Just for example, around 2 billion years ago, igneous and metamorphic rocks formed a gorge, and then around 70 to 30 million years ago, through the action of plate tectonics, the whole region was uplifted, resulting in a high and relatively flat plateau. Five or six million years ago, a river began to carve its way downward (during heavy flooding, the water takes boulders along with it, which act as chisels along the bottom). Further erosion by tributary streams led to the canyon’s widening. In another couple million years, it might be a little deeper still, but mostly it will have continued to widen. That’s how the Earth naturally made a very big hole in the ground, 446 km long, up to 29 km wide and more than 1,800 meters deep. We call it the Grand Canyon. Earth is a fine architect given millions of years, but we humans are moving 156 million tonnes of rock and soil per day. People are moving mountains. They’re changing the shape of the Earth.
This documentary takes a look at the people doing it. Labourers who tunnel through the Earth from above and below provide some interesting insights from a personal perspective – “If all else fails, there’s always dynamite. We always win.” And though many profess to “feeling bad” about obliterating landscapes, it is short-term profit who is driving all that brutal machinery, not long-term critical thinking or morality or common sense.

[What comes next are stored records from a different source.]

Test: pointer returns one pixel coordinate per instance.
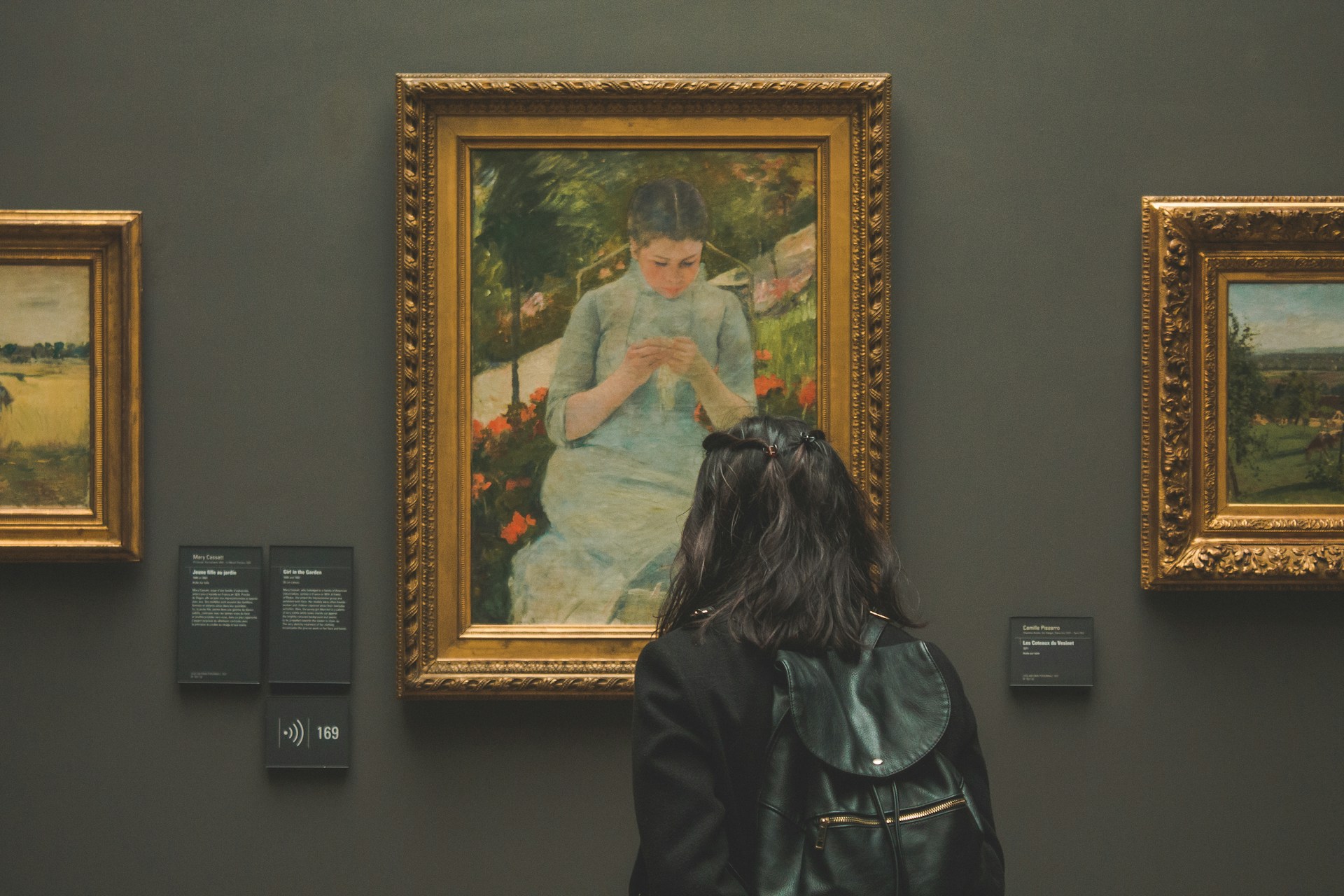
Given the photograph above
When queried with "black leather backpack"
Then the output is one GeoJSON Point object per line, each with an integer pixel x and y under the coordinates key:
{"type": "Point", "coordinates": [857, 798]}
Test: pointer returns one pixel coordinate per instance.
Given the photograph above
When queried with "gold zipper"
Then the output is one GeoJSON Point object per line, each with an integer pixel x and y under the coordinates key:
{"type": "Point", "coordinates": [825, 821]}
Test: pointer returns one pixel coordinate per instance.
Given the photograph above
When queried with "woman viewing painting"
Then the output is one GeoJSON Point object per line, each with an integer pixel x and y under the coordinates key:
{"type": "Point", "coordinates": [641, 362]}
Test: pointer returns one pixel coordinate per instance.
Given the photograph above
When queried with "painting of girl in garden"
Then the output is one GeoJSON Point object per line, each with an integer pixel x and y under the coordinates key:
{"type": "Point", "coordinates": [624, 304]}
{"type": "Point", "coordinates": [45, 386]}
{"type": "Point", "coordinates": [1285, 393]}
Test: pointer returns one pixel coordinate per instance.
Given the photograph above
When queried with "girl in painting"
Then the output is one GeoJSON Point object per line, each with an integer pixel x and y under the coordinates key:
{"type": "Point", "coordinates": [638, 358]}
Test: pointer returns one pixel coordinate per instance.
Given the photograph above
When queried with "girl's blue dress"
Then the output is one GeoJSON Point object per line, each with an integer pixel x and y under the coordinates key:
{"type": "Point", "coordinates": [617, 498]}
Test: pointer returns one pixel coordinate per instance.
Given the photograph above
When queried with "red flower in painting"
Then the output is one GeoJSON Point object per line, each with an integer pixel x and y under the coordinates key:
{"type": "Point", "coordinates": [517, 527]}
{"type": "Point", "coordinates": [766, 384]}
{"type": "Point", "coordinates": [806, 394]}
{"type": "Point", "coordinates": [479, 485]}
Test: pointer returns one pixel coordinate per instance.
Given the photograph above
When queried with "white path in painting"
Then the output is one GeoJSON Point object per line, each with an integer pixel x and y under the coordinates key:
{"type": "Point", "coordinates": [492, 388]}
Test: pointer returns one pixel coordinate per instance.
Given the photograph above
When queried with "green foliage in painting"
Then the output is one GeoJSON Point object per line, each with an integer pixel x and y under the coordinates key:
{"type": "Point", "coordinates": [1247, 394]}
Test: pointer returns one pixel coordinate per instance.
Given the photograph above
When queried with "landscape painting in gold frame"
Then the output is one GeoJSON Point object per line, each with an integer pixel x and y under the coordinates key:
{"type": "Point", "coordinates": [70, 457]}
{"type": "Point", "coordinates": [1243, 393]}
{"type": "Point", "coordinates": [730, 232]}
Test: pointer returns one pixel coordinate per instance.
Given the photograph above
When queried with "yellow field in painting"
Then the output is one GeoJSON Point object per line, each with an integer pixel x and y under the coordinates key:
{"type": "Point", "coordinates": [50, 406]}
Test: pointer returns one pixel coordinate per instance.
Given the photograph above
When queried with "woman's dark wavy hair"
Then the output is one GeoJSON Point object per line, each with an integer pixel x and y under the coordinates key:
{"type": "Point", "coordinates": [781, 546]}
{"type": "Point", "coordinates": [667, 207]}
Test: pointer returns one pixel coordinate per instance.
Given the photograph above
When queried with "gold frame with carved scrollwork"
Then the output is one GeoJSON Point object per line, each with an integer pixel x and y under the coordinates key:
{"type": "Point", "coordinates": [1193, 538]}
{"type": "Point", "coordinates": [111, 528]}
{"type": "Point", "coordinates": [844, 118]}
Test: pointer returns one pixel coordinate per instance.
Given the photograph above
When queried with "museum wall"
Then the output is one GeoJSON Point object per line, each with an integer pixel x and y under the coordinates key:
{"type": "Point", "coordinates": [258, 141]}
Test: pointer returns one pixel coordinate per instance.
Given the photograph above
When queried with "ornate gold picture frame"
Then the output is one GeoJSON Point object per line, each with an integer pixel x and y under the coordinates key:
{"type": "Point", "coordinates": [549, 226]}
{"type": "Point", "coordinates": [1243, 393]}
{"type": "Point", "coordinates": [70, 450]}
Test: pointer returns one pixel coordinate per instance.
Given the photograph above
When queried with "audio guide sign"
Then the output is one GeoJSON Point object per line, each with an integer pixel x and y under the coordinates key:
{"type": "Point", "coordinates": [308, 732]}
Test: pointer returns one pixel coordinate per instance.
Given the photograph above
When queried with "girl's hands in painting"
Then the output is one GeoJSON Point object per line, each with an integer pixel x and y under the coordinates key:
{"type": "Point", "coordinates": [685, 358]}
{"type": "Point", "coordinates": [643, 358]}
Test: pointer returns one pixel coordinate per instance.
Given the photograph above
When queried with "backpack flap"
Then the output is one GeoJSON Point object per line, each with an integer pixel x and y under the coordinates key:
{"type": "Point", "coordinates": [892, 706]}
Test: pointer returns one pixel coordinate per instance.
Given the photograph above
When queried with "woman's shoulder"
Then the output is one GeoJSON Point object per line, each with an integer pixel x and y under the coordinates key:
{"type": "Point", "coordinates": [704, 656]}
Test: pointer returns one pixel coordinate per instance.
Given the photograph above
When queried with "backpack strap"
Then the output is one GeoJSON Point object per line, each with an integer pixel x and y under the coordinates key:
{"type": "Point", "coordinates": [873, 629]}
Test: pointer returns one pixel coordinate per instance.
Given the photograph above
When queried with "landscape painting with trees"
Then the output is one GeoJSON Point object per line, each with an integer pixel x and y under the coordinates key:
{"type": "Point", "coordinates": [45, 386]}
{"type": "Point", "coordinates": [1285, 393]}
{"type": "Point", "coordinates": [552, 227]}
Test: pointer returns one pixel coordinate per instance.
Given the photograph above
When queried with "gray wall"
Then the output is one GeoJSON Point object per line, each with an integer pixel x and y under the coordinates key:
{"type": "Point", "coordinates": [258, 139]}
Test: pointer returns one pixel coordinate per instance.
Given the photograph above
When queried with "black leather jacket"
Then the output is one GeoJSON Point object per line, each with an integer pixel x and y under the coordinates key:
{"type": "Point", "coordinates": [701, 729]}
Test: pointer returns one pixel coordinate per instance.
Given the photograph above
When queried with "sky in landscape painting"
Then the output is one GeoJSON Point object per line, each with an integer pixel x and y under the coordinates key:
{"type": "Point", "coordinates": [43, 304]}
{"type": "Point", "coordinates": [1291, 316]}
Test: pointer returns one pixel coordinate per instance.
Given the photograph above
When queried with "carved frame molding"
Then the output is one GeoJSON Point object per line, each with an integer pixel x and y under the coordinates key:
{"type": "Point", "coordinates": [1193, 538]}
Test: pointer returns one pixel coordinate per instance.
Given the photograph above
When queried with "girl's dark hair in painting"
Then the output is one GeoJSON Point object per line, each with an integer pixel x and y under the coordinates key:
{"type": "Point", "coordinates": [667, 207]}
{"type": "Point", "coordinates": [781, 545]}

Earth is an interesting movie with an uninspired title. It would benefit from better editing, both in terms of smooth transitions and tightening up some scenes that are unnecessarily long. I know some 5 year olds who are insatiable when it come to trucks and diggers, and every time I pass a construction site I see a number old old men watching the machinery do its work, but for me this movie ran overlong. Still, it’s a neat little package of stuff we don’t see nearly enough, certainly not all collected together. It makes for thoughtful viewing.